A memo from city manager Sadhu Johnston announces that the general manager of Vancouver’s real estate and facilities department is moving to one of the city’s most powerful development companies. 

Bill Aujla is quitting at the end of August to become vice-president of real estate at Aquilini Investment Group, which owns Rogers Arena and is a partner with the Musqueam, Squamish and Tsleil-Waututh first nations in several projects to redevelop public land. Aujla will finish work in time for his Aug. 13 vacation, according to the memo. 

Bill Aujla (City of Vancouver)

Recruitment begins immediately, but director of strategic operations planning Lisa Prescott will be Aujla’s interim replacement. Prescott was formerly the manager of recreation at the Park Board. Gil Kelley, the general manager of planning, will take over community amenity negotiations. 

“Bill leaves his department in a very strong position for the future and we sincerely thank him for his contribution and leadership during his tenure as GM,” Johnston’s memo said. “We’ll all really miss Bill and we wish him a successful future as he progresses his career.”

Aujla, who was paid more than $296,000 last year, oversaw the controversial Olympic Village and led negotiations for the city to buy the Arbutus Corridor from the Canadian Pacific Railway.  

Aujla is the second top official from City of Vancouver to join the family-owned company that runs the Vancouver Canucks and Rogers Arena. In 2015, Vancouver Police Department chief Jim Chu retired and joined Aquilini as the vice-president of special projects and partnerships. Chu was appointed to the TransLink board of directors. 

Dermod Travis of IntegrityBC said Aujla’s departure is yet another reason why there should be a mandatory two-year cooling-off period for bureaucrats leaving a government job, to discourage moving so easily from the regulator to the regulated.

“It certainly adds to public cynicism prior to the election about the close relationship between city hall and property developers,” Travis said. “It’s why cooling-off periods were created for senior employees. We shouldn’t have a revolving door.”

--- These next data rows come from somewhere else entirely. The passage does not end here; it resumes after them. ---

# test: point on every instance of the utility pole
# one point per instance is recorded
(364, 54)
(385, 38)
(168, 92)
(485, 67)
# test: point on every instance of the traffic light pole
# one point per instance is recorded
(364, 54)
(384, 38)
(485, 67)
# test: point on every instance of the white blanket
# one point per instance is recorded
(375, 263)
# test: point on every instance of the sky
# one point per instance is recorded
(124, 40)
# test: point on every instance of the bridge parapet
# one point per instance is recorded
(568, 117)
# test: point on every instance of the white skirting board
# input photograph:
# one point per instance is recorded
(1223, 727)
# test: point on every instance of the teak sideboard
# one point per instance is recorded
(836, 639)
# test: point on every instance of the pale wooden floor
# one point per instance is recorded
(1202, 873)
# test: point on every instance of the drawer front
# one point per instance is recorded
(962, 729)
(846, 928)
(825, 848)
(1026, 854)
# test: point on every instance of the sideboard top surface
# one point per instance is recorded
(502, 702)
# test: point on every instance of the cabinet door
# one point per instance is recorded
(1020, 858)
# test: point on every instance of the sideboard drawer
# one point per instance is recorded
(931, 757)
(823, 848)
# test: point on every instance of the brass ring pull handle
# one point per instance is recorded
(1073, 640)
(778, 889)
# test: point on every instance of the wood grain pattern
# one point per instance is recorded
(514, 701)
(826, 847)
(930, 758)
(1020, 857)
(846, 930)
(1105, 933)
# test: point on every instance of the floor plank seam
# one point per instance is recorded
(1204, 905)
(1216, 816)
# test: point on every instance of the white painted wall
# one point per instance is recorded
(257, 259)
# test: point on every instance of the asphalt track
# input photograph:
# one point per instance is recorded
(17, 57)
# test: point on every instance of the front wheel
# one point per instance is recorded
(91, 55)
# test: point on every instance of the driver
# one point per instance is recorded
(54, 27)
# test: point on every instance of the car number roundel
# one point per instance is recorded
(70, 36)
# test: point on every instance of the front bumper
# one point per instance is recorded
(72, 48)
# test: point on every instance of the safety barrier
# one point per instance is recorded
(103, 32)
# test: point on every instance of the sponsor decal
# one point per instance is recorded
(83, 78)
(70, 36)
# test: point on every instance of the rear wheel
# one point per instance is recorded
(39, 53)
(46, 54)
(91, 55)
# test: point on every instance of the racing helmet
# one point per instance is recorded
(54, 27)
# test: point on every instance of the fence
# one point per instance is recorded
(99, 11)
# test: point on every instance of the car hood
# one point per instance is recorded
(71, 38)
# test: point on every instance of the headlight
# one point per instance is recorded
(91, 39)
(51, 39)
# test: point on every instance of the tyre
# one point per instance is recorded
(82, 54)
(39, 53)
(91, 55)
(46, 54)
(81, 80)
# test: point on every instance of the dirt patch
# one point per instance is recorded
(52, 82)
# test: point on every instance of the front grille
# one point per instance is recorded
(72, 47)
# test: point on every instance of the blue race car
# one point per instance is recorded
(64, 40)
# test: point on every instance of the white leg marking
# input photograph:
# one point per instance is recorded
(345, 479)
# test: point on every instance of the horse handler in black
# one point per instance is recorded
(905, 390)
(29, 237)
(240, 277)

Aquilini was a major donor to Vision Vancouver and, in 2014, bought the 67 unsold condos in the two waterfront towers at the Olympic Village for $91 million. 

Last year, Vision Vancouver operations director Duncan Wlodarczak left city hall’s ruling party to become chief of staff for developer Onni. The party’s former executive director, Stepan Vdovine, is the director of business development for Amacon. Former deputy city manager Brent MacGregor retired and became a consultant for B.C. Pavilion Corporation, to help develop what became the Parq Casino, which opened last year.